Ao ler certas partes do livro nos deparamos com alguns depoimentos de seus filhos e outros membros da família sobre o comportamento ambíguo da Mara. Ora se mostrava uma mulher intrépida e ousada, ora revelava um conservadorismo incompreensível e inexplicável, principalmente na criação de seus filhos, como é possível perceber nos depoimentos da Therezinha e do Birunga.
Como compreender uma mulher que, no palco, virava a loura infernal, brincando desinibidamente com a platéia nos seus shows no Teatro de Revista, provocando delírios no público com seus gracejos, e, na vida privada, era tão preocupada, moralista com a educação de seus filhos?
Certo dia, depois de uma gravação no Museu de Imagem e Som (MIS), ela me convidou para passear na ilha de Paquetá.
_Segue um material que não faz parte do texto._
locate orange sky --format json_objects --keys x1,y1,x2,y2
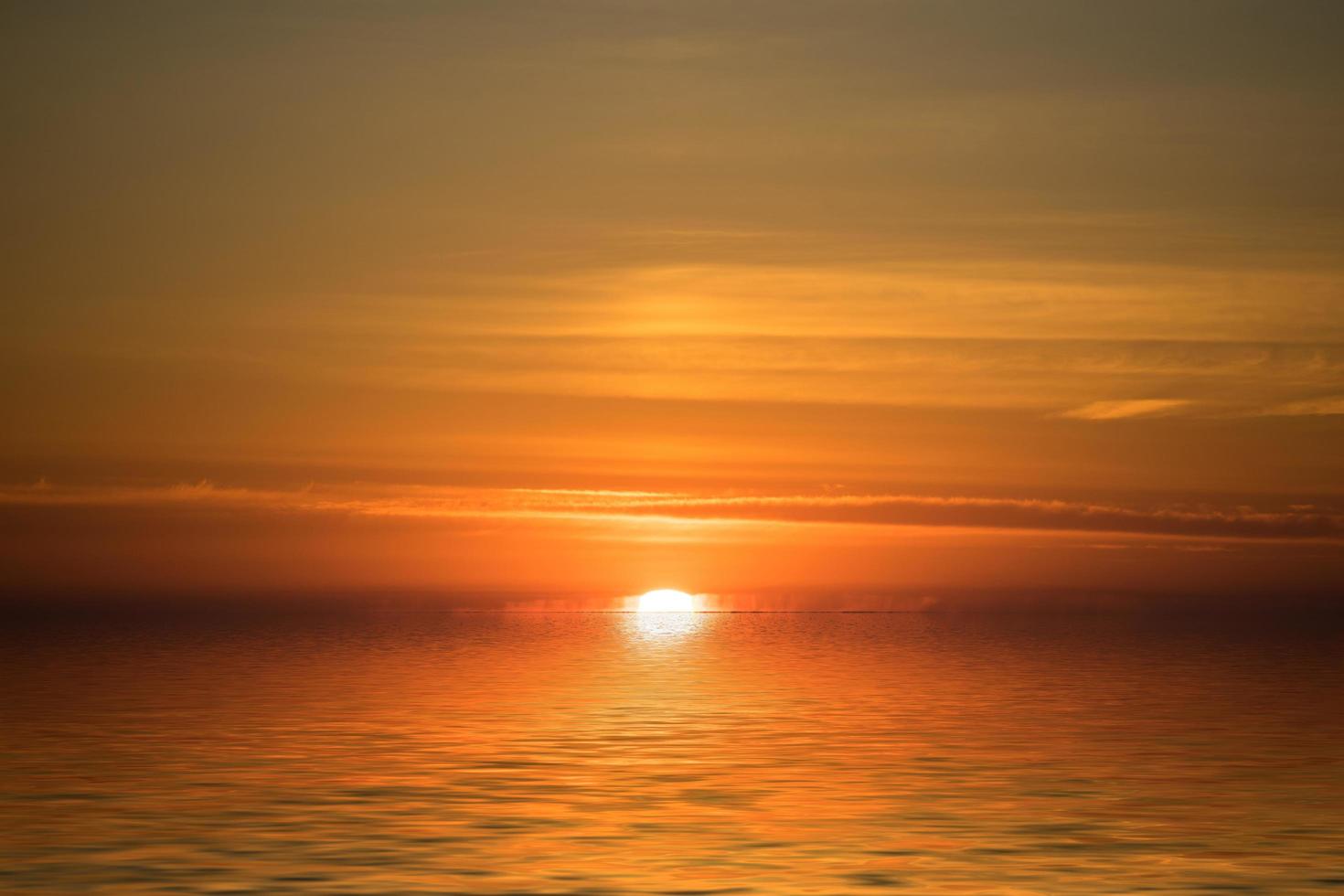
[{"x1": 0, "y1": 0, "x2": 1344, "y2": 606}]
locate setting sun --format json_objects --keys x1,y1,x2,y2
[{"x1": 635, "y1": 589, "x2": 695, "y2": 613}]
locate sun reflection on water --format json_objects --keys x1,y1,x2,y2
[{"x1": 625, "y1": 613, "x2": 706, "y2": 644}]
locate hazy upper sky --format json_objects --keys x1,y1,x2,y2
[{"x1": 0, "y1": 0, "x2": 1344, "y2": 604}]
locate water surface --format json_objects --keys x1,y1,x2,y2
[{"x1": 0, "y1": 613, "x2": 1344, "y2": 893}]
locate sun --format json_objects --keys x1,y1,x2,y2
[{"x1": 635, "y1": 589, "x2": 695, "y2": 613}]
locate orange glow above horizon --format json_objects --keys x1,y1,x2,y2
[
  {"x1": 635, "y1": 589, "x2": 699, "y2": 613},
  {"x1": 0, "y1": 0, "x2": 1344, "y2": 607}
]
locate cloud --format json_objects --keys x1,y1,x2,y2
[
  {"x1": 0, "y1": 482, "x2": 1344, "y2": 541},
  {"x1": 1264, "y1": 395, "x2": 1344, "y2": 416},
  {"x1": 1061, "y1": 398, "x2": 1190, "y2": 421}
]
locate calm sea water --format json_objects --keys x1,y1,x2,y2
[{"x1": 0, "y1": 613, "x2": 1344, "y2": 893}]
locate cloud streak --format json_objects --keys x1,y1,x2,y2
[{"x1": 0, "y1": 481, "x2": 1344, "y2": 541}]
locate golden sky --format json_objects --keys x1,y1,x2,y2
[{"x1": 0, "y1": 0, "x2": 1344, "y2": 606}]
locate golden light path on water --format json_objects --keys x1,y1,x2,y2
[{"x1": 0, "y1": 612, "x2": 1344, "y2": 896}]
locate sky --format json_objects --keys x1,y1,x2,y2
[{"x1": 0, "y1": 0, "x2": 1344, "y2": 609}]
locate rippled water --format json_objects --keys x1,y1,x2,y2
[{"x1": 0, "y1": 613, "x2": 1344, "y2": 893}]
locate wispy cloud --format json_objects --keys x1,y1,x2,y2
[
  {"x1": 0, "y1": 482, "x2": 1344, "y2": 541},
  {"x1": 1061, "y1": 398, "x2": 1190, "y2": 421},
  {"x1": 1266, "y1": 395, "x2": 1344, "y2": 416}
]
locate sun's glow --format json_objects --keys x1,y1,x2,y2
[{"x1": 635, "y1": 589, "x2": 695, "y2": 613}]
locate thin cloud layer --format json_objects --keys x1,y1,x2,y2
[{"x1": 0, "y1": 481, "x2": 1344, "y2": 541}]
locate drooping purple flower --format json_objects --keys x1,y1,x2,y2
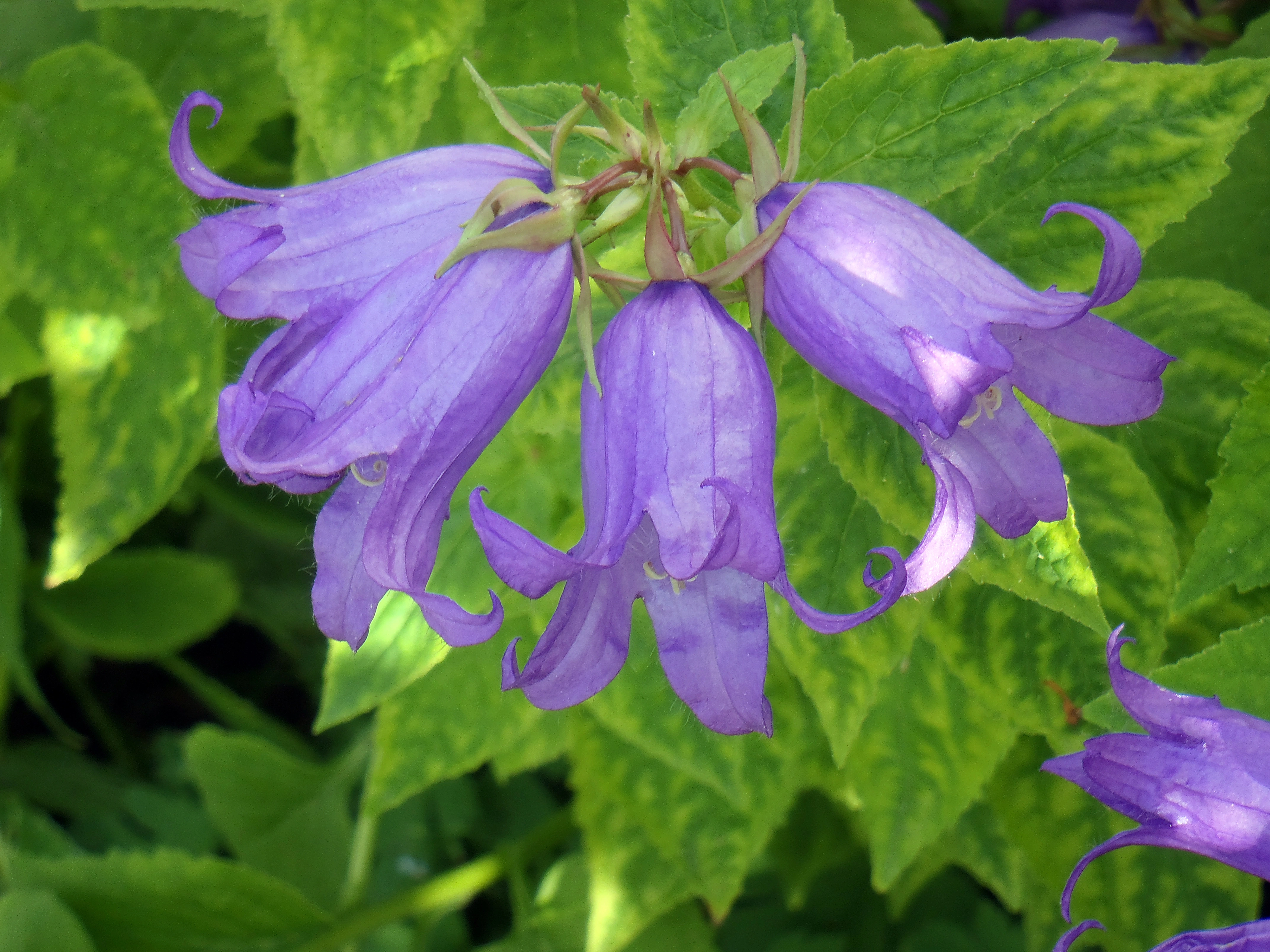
[
  {"x1": 1041, "y1": 626, "x2": 1270, "y2": 934},
  {"x1": 1054, "y1": 919, "x2": 1270, "y2": 952},
  {"x1": 758, "y1": 183, "x2": 1172, "y2": 594},
  {"x1": 171, "y1": 93, "x2": 573, "y2": 647},
  {"x1": 470, "y1": 281, "x2": 904, "y2": 734}
]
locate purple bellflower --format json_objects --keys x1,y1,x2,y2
[
  {"x1": 758, "y1": 183, "x2": 1172, "y2": 594},
  {"x1": 170, "y1": 93, "x2": 573, "y2": 647},
  {"x1": 470, "y1": 281, "x2": 904, "y2": 735},
  {"x1": 1041, "y1": 635, "x2": 1270, "y2": 952}
]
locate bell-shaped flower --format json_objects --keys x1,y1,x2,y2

Naquela serena ilha almoçamos, jogamos conversa fora. Falou de sua vida com meu pai revelando um grande carinho e nostalgia. No meio da conversa as lágrimas caíam de seus olhos. Ela não estaria fazendo cena? Não, ela chorava mesmo. Aí pude sentir a outra mulher, a Osmarina Lameira Cintra.
Mara, graças à sua deslumbrante beleza (e sorte), conseguiu brilhar e fazer um enorme sucesso naqueles anos dourados na capital do país em um momento em que trafegavam por ali as maiores personalidades da política brasileira, lotando o teatro da Praça Tiradentes nas badaladas noites onde sempre circulava as belas mulheres sedutoras, fazendo troças dos acontecimentos políticos do momento. Isso é bem relatado no livro, nos fornecendo informações detalhadas sobre a vida social e política do Rio de Janeiro e do Brasil.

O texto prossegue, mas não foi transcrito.